A.N: Insomnia has driven me to write this.

Rachel,

There is only one way to begin this letter, and that is by telling you that I love you. I know that, for you, this might seem like it has come out of nowhere; but believe me when I say that it has not. Every single thing I have ever done to hurt you has hurt me twice as hard. I'm sure that this feels like such an empty statement, because I wasn't the one going through what you went through, what I let you go through because of me. You have every right to hate me for making your life so difficult, for being so hurtful.

It may sound crazy, but I was hurting you to hurt myself. Because I was so sure that everything that I was feeling was wrong, loving you was so wrong, that I needed to hurt you, to hate you, and to make you hate me in return. If I couldn't have your love, if wanting your love was so wrong, I would have your hate. Twisted, as it might sound, this thought was my driving force for years. It became so ingrained in my mind that I forgot, or maybe I never really knew, what I really felt.

I'm not sure you will believe me; this probably seems like some elaborate prank. I know that you have learnt to expect the worst from me, and it's good that you do, I earned that. However, I'm baring my soul to you in an effort to help you understand that everything that I did and said back then, had little or nothing to do with you, and everything to do with me. I know that sometimes the way things turned out in high school still torments you, the slushing may have ended but you still feel cold and alone, and it's my fault.

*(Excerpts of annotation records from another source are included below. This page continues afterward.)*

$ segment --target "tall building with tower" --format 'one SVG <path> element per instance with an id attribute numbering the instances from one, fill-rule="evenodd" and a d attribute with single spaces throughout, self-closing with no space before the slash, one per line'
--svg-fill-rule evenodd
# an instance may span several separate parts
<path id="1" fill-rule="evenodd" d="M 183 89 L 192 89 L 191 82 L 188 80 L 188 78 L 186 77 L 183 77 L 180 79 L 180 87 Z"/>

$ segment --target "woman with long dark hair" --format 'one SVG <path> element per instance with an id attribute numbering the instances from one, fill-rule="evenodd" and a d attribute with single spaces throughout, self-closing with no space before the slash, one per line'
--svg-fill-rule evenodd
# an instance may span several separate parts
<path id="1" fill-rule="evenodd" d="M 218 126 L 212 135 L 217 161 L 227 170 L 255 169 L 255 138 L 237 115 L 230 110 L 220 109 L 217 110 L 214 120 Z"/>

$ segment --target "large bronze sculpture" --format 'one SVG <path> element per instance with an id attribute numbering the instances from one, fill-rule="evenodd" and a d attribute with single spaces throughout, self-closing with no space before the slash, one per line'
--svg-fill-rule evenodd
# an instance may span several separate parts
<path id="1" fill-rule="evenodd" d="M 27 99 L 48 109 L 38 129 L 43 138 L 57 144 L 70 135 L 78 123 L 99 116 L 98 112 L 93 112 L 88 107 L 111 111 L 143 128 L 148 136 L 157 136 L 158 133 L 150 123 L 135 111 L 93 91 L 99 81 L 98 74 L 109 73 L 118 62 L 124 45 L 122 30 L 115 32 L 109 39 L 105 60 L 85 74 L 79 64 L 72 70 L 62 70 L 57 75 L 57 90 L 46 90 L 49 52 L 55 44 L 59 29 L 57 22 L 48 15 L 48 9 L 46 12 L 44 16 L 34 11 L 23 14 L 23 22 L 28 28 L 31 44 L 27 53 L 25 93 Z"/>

I believe that you deserve an explanation, so here it is. From the moment I layed eyes on you, you awoke something within me that I desperately needed to keep hidden. Everything I had, and everything that I thought I was, would be compromised if I let myself be taken over by what I really wanted. Then I lost everything. It's really ironic that I'm sure a very important part of the reason I slept with Puck was keeping you out of my mind. The very thing I did in a desperate attempt to protect everything that I thought important was also the very thing that resulted in me losing it all.

When I lost everything I had a taste, albeit small in comparison, of what it was like to be on your end. I felt guilty, very guilty, but I also pushed that away. I had, I told myself, more urgent worries to attend to. I did not want to go back to treating you how I did before, I hope that to some extent I was successful. And yet I still desperately told myself that I hated you, and I was utterly terrified of asking the obvious question: Why did I want to hate you?

I found myself doing things that I shouldn't have been doing, because despite what I told myself I always ended up making an extra effort for you. Some of this things you can probably remember, others you never knew about, I'd like to keep it that way. I told you once that we were "kind of friends", and while at the time I told myself I was doing so to appear aloof and noncommittal I think that a part of me knew that I really wanted so much more. I opposed your marriage and told myself that it was a matter of principle, that I was being a friend, that I was watching out for you; but when I said that you where the brightest star of us all I could feel something more inside me, begging to be said. When I asked you if you where singing to Finn, and only to Finn, some delusional part of me was hoping that you were singing to me, thinking about me, like I thought of you when the words "never can say goodbye" left my lips, like I thought of you when I asked for anybody to find me somebody to love (even if back then I told myself that I wasn´t thinking of you, looking at you, yearning for you).

So much has happened to us, so much has happened between us, and yet you have always welcomed me into your life, swept all my cruelty under a rug, taken me as I was. I'm sure it is very taxing to do so, I'm sure it is even more exhausting to not know the motivations behind my actions and inactions. I know that you have thought about it, asked about it (please don't be mad at Kurt, he was only concerned about you).

There is only one way to end this letter, and that is by telling you that I'm sorry. And while I don't think I will ever deserve your forgiveness, I believe that you deserve an explanation. I hurt you because I loved you. I guess that makes me a monster. I can only hope that my words might bring you closure, so that you can move on to the wonders that lie ahead, because you are a brightest star of us all.